Record and Artist Details

Composer or Director: John Tilbury, Morton Feldman

Genre:

Chamber

Label: Atopos

Media Format: CD or Download

Media Runtime: 290

Mastering:

DDD

Catalogue Number: ATP022

Tracks:

Composition Artist Credit
For Philip Guston Morton Feldman, Composer
Carla Rees, Flute
John Tilbury, Composer
Morton Feldman, Composer
Simon Allen, Percussion
If you consider Morton Feldman to be a challenging listen then take it from me, you don’t know the half of it until you try to review his music on record. The scale of his structures is such that those usual failsafe modes of ‘classical’ music reviewing – relative tempi and equivalent moments between performances compared and contrasted – suddenly don’t count for much.
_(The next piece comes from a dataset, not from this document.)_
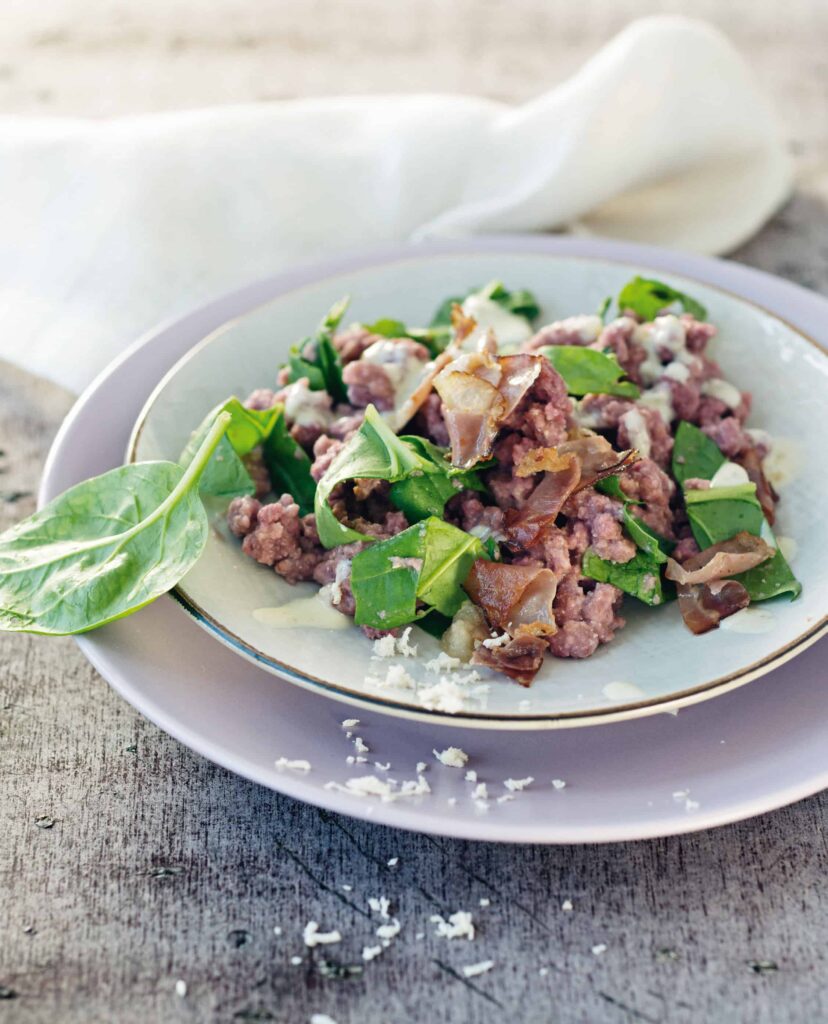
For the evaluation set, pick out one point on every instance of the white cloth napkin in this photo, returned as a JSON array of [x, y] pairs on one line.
[[106, 227]]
Because not only is Feldman’s music long, it’s repetitive. But not like Terry Riley, La Monte Young or Philip Glass. Feldman’s ‘repetitions’ in fact might not be literal repetitions at all, and moment-to-moment comparisons become meaningless, impossible even, because definable ‘moments’ as such don’t really exist – instead, various melodic modules subtly rotate on their various axes but never reveal all of themselves at any one time, making the music hallucinate on its own being.
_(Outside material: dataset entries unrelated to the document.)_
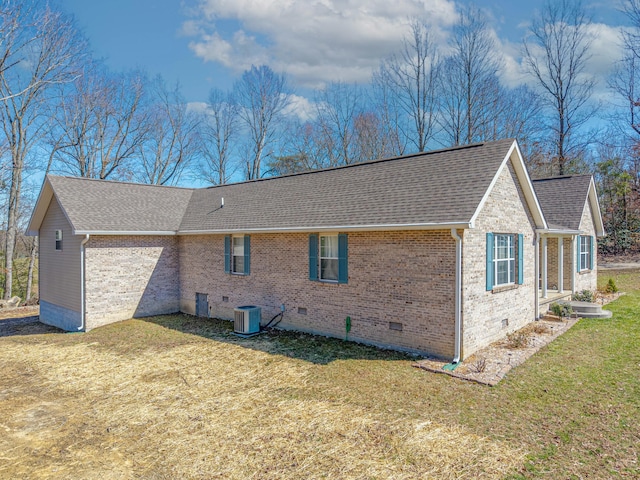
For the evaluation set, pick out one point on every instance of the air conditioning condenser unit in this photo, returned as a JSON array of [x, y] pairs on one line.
[[246, 319]]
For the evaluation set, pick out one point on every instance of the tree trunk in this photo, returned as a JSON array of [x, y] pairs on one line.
[[32, 263], [12, 223]]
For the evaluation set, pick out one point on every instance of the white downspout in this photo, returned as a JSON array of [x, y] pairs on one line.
[[82, 292], [537, 276], [458, 326]]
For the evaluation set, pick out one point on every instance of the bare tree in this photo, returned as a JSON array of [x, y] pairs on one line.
[[556, 52], [218, 137], [262, 97], [337, 106], [469, 82], [101, 124], [171, 141], [41, 50], [408, 81]]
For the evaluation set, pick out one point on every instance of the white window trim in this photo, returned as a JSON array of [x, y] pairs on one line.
[[58, 240], [511, 260], [586, 253], [233, 255], [320, 257]]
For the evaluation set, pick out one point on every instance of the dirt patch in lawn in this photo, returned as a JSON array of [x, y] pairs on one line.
[[80, 406]]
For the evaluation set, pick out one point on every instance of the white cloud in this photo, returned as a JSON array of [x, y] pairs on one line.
[[300, 107], [314, 42]]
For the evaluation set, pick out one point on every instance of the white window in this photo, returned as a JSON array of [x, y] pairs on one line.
[[237, 256], [585, 252], [58, 239], [504, 259], [329, 257]]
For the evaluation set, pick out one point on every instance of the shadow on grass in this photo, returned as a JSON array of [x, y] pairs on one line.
[[303, 346], [25, 326]]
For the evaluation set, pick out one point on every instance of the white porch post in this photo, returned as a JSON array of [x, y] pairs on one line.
[[574, 249], [560, 260], [544, 267]]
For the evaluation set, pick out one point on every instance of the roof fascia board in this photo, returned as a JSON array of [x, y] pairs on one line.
[[552, 231], [595, 209], [525, 182], [124, 233], [40, 210], [47, 193], [341, 228]]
So let’s open with a basic statement of fact: this latest recording of Feldman’s 1984 For Philip Guston, featuring Carla Rees (flute), John Tilbury (piano) and Simon Allen (percussion), is very fine. Enough to persuade me to put my other versions – the California EAR Unit on Bridge; Julia Breuer (flute), Matthias Engler (percussion), Elmar Schrammel (piano) on Wergo – up on eBay? Not really, because Feldman’s music, as Tilbury suggests in his booklet-note, despite being painstakingly notated, occupies speculative terrain more commonly associated with free improvisation: open-ended structures working themselves out over time. ‘It’s about being, and doing,’ Tilbury writes. And you can’t know an improviser from one record – you need a bunch of their records to gauge how patterns change and evolve.
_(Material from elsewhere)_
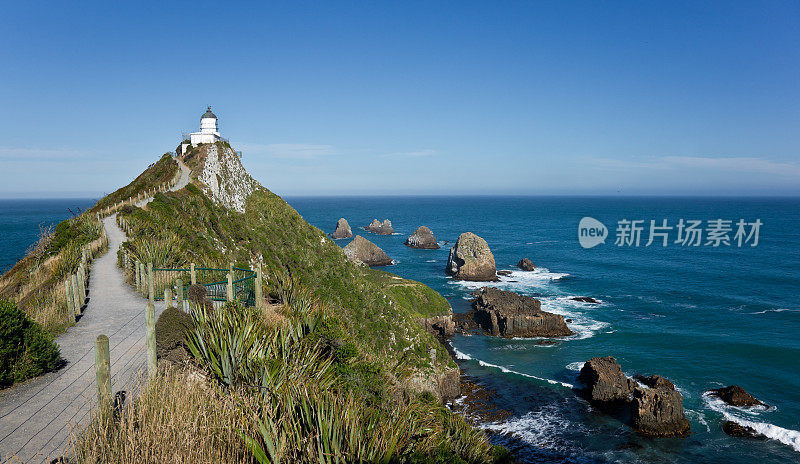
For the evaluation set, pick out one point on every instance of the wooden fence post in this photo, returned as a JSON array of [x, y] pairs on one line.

Recorded at the Huddersfield Contemporary Music Festival in 2012 under less than ideal circumstances – Carla Rees had a heavy cold and sucked on cough sweets during a scheduled break – recording engineer Sebastian Lexer has discreetly soft-pedalled any coughing and eliminated the join. And this is very obviously a live recording. The boomy, echoing acoustic of St Paul’s Hall in Huddersfield adds to the weighty ritual and is faithfully retained. And if you’re interested in the usual comparative recording schtick – this recording has a noticeably slower pace than the California EAR Unit but broadly falls into alignment with the Wergo set. But more pertinent is the intensity of sound-making, softer-than-you-thought-ever-possible piano riding caliginous flute meeting only-just-there mallet percussion.